The final chapter of Steve Saxty’s “BMW’s Hidden Gems” is devoted to the art of differentiation. Colors, trim, and wheels all allow a buyer to personalize their car, often in order to stand out from the crowd. Color selection can be fraught – companies have to track trends (often in fashion and furniture) to understand what’s hot and what’s not. Get it right and you sell more cars—get it wrong and you’re stuck with mark-down inventory (the oft-told tale of car dealerships and ‘hang around brown’).

The Evolution of Automotive Paint: From Lacquer to Metallics

The paint process is one of the most energy-intensive activities in car manufacturing. In earlier days, when paint was lacquer and metallics weren’t available, you were stuck with a handful of hues—often pastel (they hid the inevitable fade better than bolder colors). Then in the 1970s, new paint formulas allowed the designers to expand their color horizons. BMW’s designers explored the edges of those horizons. Take, for example, the incredible orange on the BMW Turbo (detailed in chapter 2 of “BMW’s Hidden Gems”).

The 1970s: A New Era of Paint Technology and Design

Buyers eventually gravitated towards the brighter colors available in the 1990s. And during that period, BMW offered some outstanding choices, one favorite being the luscious Laguna Seca Blue available on the E46 M3—a standout color and car to this day. BMW buyers are often at the edge of new consumer products, and those trends influence the designers’ color palette as well.

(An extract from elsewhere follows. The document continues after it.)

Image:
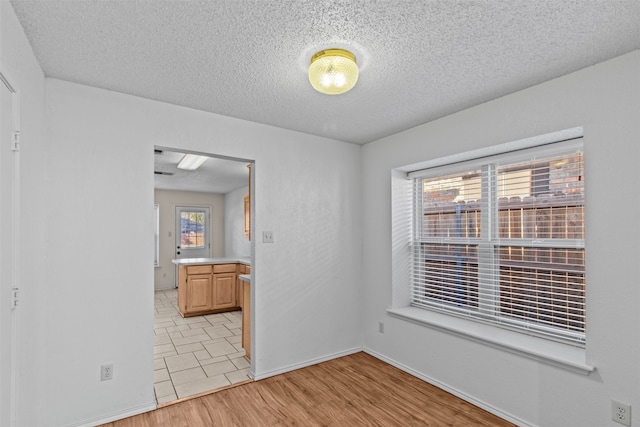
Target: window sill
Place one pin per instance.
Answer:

Iconic Shades: Highlighting BMW’s Standout Colors

In the last ten years, BMW and others have pushed matte colors—what old hot-rodders would call ‘flat paint’. That took some work to get past the management board, but seeing the reaction of showgoers to frozen-finished cars convinced them. BMW designers take advantage of new car launches and LCIs to test the waters for new colors, like Thundernight Metallic and San Remo Green, to name a couple.

Innovative Surface Treatments: The BMW i Vision Dee

One of the most intriguing surface treatments was the color-changing film, developed by the E Ink Corporation, on the BMW iX in 2022. Then in 2023, the BMW i Vision Dee was covered in programmable capsules of active pigments—and it too was a smash hit. Not to be forgotten are the BMW art cars. A walk through the BMW museum will satisfy your desire to see the art cars in close proximity. There are now over 20 BMW art cars—and surely more on the way.

Steve Saxty’s “BMW’s Hidden Gems” is a wealth of behind-the-scenes tales from the BMW design studios. Well worth the read.